Always A Goodbye
That I had to use a calculator to figure out how long ago Howard died is surely testament to my lack of basic computational skills. It is also testament to the power of time. I go from, “it was just yesterday” to “it was so very long ago” a few times a day over matters as pedestrian as buying milk and as singular as personal loss.
Don Hahn’s new documentary is, if not in the can, damn near the can. It’s been an extraordinary three years watching Don research the film, answering his questions, pulling out photos and home movies, suggesting other people he might want to interview.
Don and his producer, Lori Korngiebel found some long-forgotten talks – one at the 92nd Street Y and one during a round robin interview session publicizing Mermaid. They also discovered a tape of a phone call between John Musker, Ron Clements and Howard shortly before Howard died. It just about did me in when I first heard it. Not because of what Howard says but how he sounds.
I recently had the opportunity to see the film at a private screening – the first time I’d seen it with any kind of audience. It wasn’t quite finished but close enough. Don Hahn reminded me of Howard at previews of his shows, pacing in the back and looking slightly nauseated. Unlike Howard, Don was not gnawing at a pencil or chewing a piece of paper (a habit since childhood) but other than that I couldn’t help thinking back to so many previews and opening nights – good and bad ones.
The opening night of Rosewater at the WPA was memorable – to me at least – because of dessert. I had bought a large cake to celebrate both the show and Howard’s birthday. I was relatively young and very broke but had stretched my budget for what I believed was a clever idea – the top was decorated with a giant 100-dollar bill created with lots and lots of green icing to symbolize Eliot Rosewater’s vast wealth. I don’t know if Eliot had cats but I had two – and one of them sat on the cake box right before I left for the theater, reducing my clever little joke to a large pea green smudge atop an enormous sheet cake. I myself was reduced to telling everyone – and really who cared but me – about my disastrous bakery moment.

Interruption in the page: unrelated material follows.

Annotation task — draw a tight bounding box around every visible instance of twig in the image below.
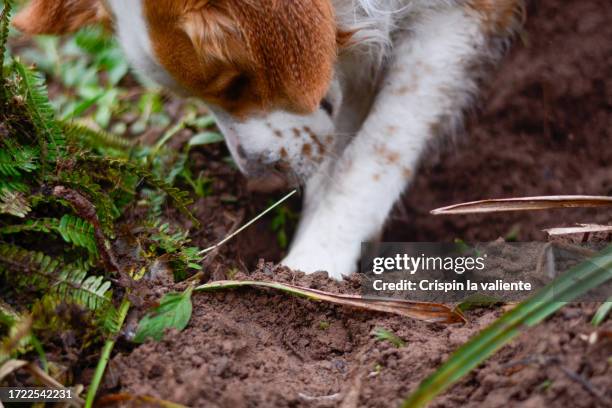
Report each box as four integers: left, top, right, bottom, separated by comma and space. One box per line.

The first night of Little Shop at the Orpheum was also memorable. All went well until Orin’s dentist chair was supposed to slide onto the stage. The music vamped – no chair. Vamped again – still no chair. We were all getting restless and concerned until Howard walked onto the stage carrying a wooden chair and doing that stagehand thing where he’s kind of, “I’m here but not here,” placing the chair center stage and just as invisibly, walking back into the wings.
Opening night of Smile was memorable in an entirely different way. Howard knew that the reviews wouldn’t be good – the show’s publicist had gotten advance word – but we hadn’t. He did say he wanted to read the reviews with Bill, no one else, so the two went to Ron’s and my apartment, which was close to the venue for the opening night party, while Ron and I corralled Mom to opening night festivities (which were quite festive until the Times verdict was announced).
After reading the reviews I had a feeling that I’ve only had a few other times in my life. It’s a very quick and very strong denial. As if you’re in a dream and simply need to wake up to start the day fresh, that the bad news can somehow all turn into an unfortunate mistake and erased if you can just go back five or ten minutes in time and start again.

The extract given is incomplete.